On Wednesday morning, Sept. 21, 34 riders on the Cops for Cancer Tour de Valley team began a nine-day, 800 kilometre journey through the Fraser Valley in Langley, where students at the Langley Fine Arts School cheered them on their way.
Among the well-wishers waving and smiling as the cyclists pedalled into the school gymnasium were Murrayville resident Alisha Openshaw and her twin three-year-old sons, Bennett and Weston, who were recently diagnosed with an identical type of leukemia.
With older brother Jackson, the pair handed out beads for the riders to add to their wristbands.
“Its great to see many people out and supporting and bringing awareness to childhood cancer,” Alisha told the Langley Advance Times.
“I think it’s great. I work as a paramedic and there’s a lot of paramedics riding also,” she noted.
Weston was diagnosed in April, and four months later, tests confirmed his brother Bennett had the exact same type of cancer.
In an online update, Alisha reported Bennett has just completed his first round of treatment and is in remission, and while Weston is responding “really well” to his treatments, he is still in the high-risk category because he had more cancer cells in his spinal fluid than his brother did at diagnosis.
“We’re fairly new, still, into this journey,” Alisha commented.
“We’re still learning abut all the foundations and all the organizations that get together and support childhood cancer.”
It is one of several rides that bring together law enforcement and emergency services personnel to raise money for childhood cancer research and a national support system for families affected by childhood cancer.
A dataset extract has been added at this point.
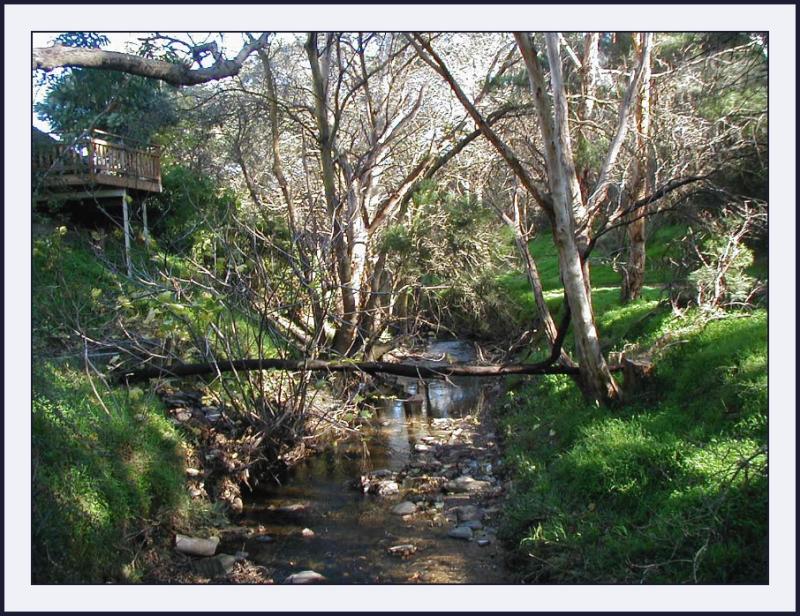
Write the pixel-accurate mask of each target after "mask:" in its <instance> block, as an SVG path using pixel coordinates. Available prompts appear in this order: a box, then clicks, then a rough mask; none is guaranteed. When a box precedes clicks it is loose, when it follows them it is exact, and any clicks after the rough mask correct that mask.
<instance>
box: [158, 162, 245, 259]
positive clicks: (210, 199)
mask: <svg viewBox="0 0 800 616" xmlns="http://www.w3.org/2000/svg"><path fill="white" fill-rule="evenodd" d="M161 184H162V192H161V193H159V194H158V195H155V196H153V197H150V198H149V200H148V212H150V211H152V218H153V222H152V233H153V235H154V236H155V237H157V238H159V239H163V240H164V241H165V242H167V243H168V244H169V245H170V246H171V248H172V249H173V250H174V251H177V252H180V251H185V250H187V249H190V247H191V246H192V245H193V244H197V248H196V249H195V250H197V251H201V252H203V251H205V253H206V254H208V248H209V245H208V240H209V235H210V231H209V230H210V229H215V228H217V226H218V223H219V222H220V221H221V220H222V219H223V217H224V216H225V215H226V214H227V212H228V211H229V210H230V208H232V207H234V206H235V205H236V197H235V195H234V193H233V191H231V190H230V189H227V188H222V187H220V186H218V185H217V184H215V182H214V181H213V180H212V179H211V178H210V177H209V176H208V175H205V174H203V173H200V172H199V171H197V170H195V169H192V168H190V167H186V166H184V165H180V164H171V165H170V164H166V165H164V167H163V168H162V177H161ZM204 244H205V246H204ZM212 252H213V251H212Z"/></svg>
This year’s Valley fundraising goal is $300,000, with just over $275,000 raised as of Wednesday.
Cops for Cancer started in 1997 when Edmonton Staff Sergeant Gary Goulet convinced his fellow officers to shave their heads in support of a five-year-old boy who was being ridiculed at school for being bald due to chemotherapy.
Approximately 1,000 Canadian children 14 and younger are diagnosed with cancer each year, and 110 die from the disease.